C’est en 1829 qu’Eugène Sue (1804-1867), filleul de Joséphine Bonaparte, issu d’une riche famille de chirurgiens et chirurgien lui-même à 17 ans, entre véritablement en littérature, après avoir renoncé à une carrière de peintre. Dès la mort de son père en 1830, il se jette dans la vie mondaine. Romancier, mais aussi « lion » de la Restauration avec tigre et tilbury, dandy aux cheveux bleu-noir, bouclés et parfumés, aux yeux bleu clair, à la taille grande et un peu épaisse, portant cravate noire à triple tour et boutons d’or, affectant de chiffonner son jabot d’une main pendant que l’autre se tient sur la hanche, « fanfaron de vices, désolé de s’appeler Sue, faisant du luxe pour se faire grand seigneur » comme le décrit Balzac à Mme Hanska.
Le succès du roman-feuilleton
Il sera d’abord romancier de la mer, un Fenimore Cooper de la marine, avec notamment La Salamandre (1832), salué par Balzac. Puis ce seront des romans historiques dont Latréaumont (1837), titre dont s’inspirera Isidore Ducasse pour son pseudonyme, Lautréamont. La critique parisienne qualifie cette œuvre de « roman républicain », et la coqueluche des salons s’aliène alors les milieux monarchistes. Ayant dilapidé la majeure partie de son héritage, il se retire dans la solitude en Sologne. Une nouvelle phase de sa carrière d’écrivain va s’ouvrir.
Lorsque Eugène Sue se lance dans le roman-feuilleton, le genre a explosé, grâce à la révolution de la presse à bon marché et la démocratisation de la lecture quotidienne, dues à Émile de Girardin (1802-1881). La baisse du prix de vente grâce à l’introduction de la publicité implique l’accroissement du nombre des lecteurs et leur fidélisation. Le découpage d’un roman en tranches quotidiennes n’a pas d’autre finalité. Les auteurs spécialisés en tireront une loi d’écriture : terminer chaque fragment quotidien par un suspense, dont le dénouement peut être retardé par une digression.
En octobre 1836, Honoré de Balzac fait paraître La Vieille Fille dans La Presse en douze feuilletons. Frédéric Soulié donne au Journal des débats le début de ses Mémoires du diable en 1837. À partir de mai 1838 dans Le Siècle, Dumas entre à son tour dans la course avec Le Capitaine Paul, apportant au journal 5 000 abonnés en trois semaines. En septembre 1839, Sainte-Beuve dénonce dans la Revue des Deux Mondes la « littérature industrielle ». Tous les grands journaux veulent leur part d’un marché à la croissance exponentielle et les grands auteurs répondent à l’appel. Ainsi George Sand donne treize romans en feuilletons entre 1844 et 1858.
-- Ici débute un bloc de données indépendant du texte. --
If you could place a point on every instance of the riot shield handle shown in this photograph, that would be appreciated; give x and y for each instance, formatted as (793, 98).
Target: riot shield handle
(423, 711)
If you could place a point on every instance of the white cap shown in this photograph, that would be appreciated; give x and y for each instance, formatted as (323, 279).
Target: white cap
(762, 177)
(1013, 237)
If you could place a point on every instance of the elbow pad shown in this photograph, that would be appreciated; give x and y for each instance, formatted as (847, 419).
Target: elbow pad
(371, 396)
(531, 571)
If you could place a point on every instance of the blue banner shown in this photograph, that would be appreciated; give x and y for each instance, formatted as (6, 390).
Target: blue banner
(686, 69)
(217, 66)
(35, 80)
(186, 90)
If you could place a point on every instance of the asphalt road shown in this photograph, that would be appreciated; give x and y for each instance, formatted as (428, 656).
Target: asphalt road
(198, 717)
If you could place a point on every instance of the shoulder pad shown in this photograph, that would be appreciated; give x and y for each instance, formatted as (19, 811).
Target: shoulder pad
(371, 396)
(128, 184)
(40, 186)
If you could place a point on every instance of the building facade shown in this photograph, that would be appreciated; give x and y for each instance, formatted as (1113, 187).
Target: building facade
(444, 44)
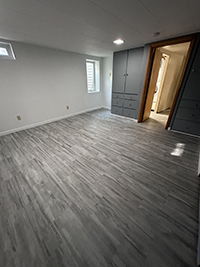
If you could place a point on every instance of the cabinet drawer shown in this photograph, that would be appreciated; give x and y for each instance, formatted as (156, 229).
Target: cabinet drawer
(190, 104)
(130, 104)
(131, 97)
(188, 114)
(129, 113)
(186, 126)
(118, 95)
(116, 110)
(117, 102)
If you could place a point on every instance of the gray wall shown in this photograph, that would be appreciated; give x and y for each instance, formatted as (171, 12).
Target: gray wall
(186, 116)
(107, 81)
(39, 85)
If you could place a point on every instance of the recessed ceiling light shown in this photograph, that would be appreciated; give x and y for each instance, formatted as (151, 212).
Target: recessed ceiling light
(155, 34)
(118, 41)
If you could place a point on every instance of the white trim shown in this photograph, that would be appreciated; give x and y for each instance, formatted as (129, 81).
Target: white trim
(106, 107)
(47, 121)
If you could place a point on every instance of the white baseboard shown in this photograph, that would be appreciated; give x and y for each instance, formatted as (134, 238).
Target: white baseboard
(47, 121)
(106, 107)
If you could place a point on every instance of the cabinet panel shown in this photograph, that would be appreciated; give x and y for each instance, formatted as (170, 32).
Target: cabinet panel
(134, 69)
(119, 71)
(130, 104)
(115, 95)
(188, 114)
(117, 102)
(190, 104)
(116, 110)
(129, 113)
(187, 126)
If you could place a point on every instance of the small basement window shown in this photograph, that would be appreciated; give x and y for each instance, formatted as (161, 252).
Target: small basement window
(93, 75)
(6, 51)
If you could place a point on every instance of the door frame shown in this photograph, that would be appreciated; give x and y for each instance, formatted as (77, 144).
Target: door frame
(152, 49)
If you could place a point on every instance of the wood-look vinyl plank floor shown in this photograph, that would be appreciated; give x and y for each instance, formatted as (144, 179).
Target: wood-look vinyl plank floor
(98, 190)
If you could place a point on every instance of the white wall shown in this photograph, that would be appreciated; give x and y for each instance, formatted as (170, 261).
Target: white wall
(107, 81)
(39, 85)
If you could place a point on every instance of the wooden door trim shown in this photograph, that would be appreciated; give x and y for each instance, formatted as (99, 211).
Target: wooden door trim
(153, 47)
(180, 82)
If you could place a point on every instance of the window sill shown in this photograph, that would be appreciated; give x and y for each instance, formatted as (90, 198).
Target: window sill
(93, 92)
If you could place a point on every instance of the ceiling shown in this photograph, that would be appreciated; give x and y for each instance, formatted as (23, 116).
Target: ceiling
(90, 26)
(180, 49)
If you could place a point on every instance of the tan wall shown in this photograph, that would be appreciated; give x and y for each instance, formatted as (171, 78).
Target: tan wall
(171, 79)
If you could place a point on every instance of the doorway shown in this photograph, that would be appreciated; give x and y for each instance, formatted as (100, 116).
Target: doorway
(166, 67)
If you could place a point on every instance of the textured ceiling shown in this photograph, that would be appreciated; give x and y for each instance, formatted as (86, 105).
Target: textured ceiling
(90, 26)
(180, 49)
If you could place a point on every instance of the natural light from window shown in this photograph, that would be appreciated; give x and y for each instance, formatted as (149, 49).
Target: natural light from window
(93, 75)
(3, 51)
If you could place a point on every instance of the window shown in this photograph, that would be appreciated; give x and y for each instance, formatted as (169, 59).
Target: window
(6, 51)
(93, 75)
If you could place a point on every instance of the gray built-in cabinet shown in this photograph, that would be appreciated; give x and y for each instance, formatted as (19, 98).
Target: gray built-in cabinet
(127, 69)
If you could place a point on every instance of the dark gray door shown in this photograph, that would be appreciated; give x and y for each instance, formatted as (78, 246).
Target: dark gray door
(119, 71)
(192, 88)
(134, 69)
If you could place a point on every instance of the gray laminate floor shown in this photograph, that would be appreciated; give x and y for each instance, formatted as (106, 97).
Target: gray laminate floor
(98, 190)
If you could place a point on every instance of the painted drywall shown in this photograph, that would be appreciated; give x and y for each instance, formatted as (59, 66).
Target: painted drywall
(171, 78)
(40, 83)
(107, 81)
(142, 77)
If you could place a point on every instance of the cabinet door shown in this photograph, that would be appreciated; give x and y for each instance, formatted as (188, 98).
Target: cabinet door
(119, 71)
(134, 71)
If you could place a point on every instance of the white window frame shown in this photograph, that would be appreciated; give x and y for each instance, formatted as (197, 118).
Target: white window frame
(96, 77)
(9, 50)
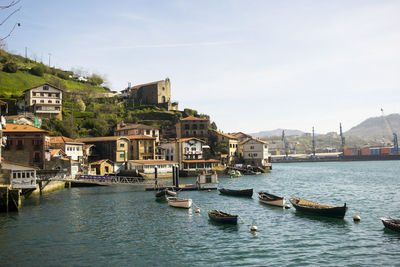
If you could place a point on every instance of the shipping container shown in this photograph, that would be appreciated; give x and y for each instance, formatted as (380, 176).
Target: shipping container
(374, 151)
(385, 150)
(365, 152)
(348, 152)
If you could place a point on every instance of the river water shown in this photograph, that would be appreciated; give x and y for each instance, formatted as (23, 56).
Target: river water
(125, 226)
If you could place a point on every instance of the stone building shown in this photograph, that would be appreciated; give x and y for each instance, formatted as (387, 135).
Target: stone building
(44, 100)
(192, 127)
(26, 145)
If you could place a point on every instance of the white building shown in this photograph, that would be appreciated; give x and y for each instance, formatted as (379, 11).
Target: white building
(44, 100)
(255, 152)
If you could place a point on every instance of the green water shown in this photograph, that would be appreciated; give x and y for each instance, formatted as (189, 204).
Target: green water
(125, 226)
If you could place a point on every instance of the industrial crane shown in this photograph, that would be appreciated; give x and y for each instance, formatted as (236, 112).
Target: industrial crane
(342, 138)
(287, 149)
(395, 142)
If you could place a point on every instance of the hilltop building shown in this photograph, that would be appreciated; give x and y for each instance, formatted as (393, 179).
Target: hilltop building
(44, 100)
(153, 93)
Eugène Sue entre dans l’arène en confiant à La Presse en décembre 1837 des extraits d’Arthur, le journal d’un inconnu, publié en volume en 1838 chez Gosselin, et qui forme diptyque avec Mathilde, Mémoires d’une jeune femme, dont les deux premières parties paraissent dans La Presse de décembre 1840 à septembre 1841 et que Gosselin publie en volume en 1841. Premier vrai succès d’Eugène Sue, qui peut désormais vivre de sa plume, Mathilde, roman de mœurs et roman d’apprentissage au féminin où il prend la défense du divorce, est aussi un roman noir et un roman psychologique.
Parutions et convictions
Séduit, le public écrit au romancier, qui découvre ainsi une nouvelle relation avec les lecteurs, relation qui s’épanouira avec Les Mystères de Paris. Ces romans, auxquels s’ajoute l’Aventurier ou la Barbe-bleue (La Patrie, 1841-1842) valent à Eugène Sue une telle notoriété qu’il voit s’ouvrir les colonnes du Journal des débats. Il y publie le roman qui lui assurera un immense succès. Entre-temps, il se convertit au socialisme. Ayant assisté le 25 mai 1841 à la représentation d’un drame de Félix Pyat (1810 -1889) donné à la Porte-Saint-Martin (Deux Serruriers), il rend visite à un ouvrier nommé Fugères, qui invite les deux auteurs à dîner. Selon Pyat, Sue, illuminé, se serait écrié à la fin du repas : « Je suis socialiste ! »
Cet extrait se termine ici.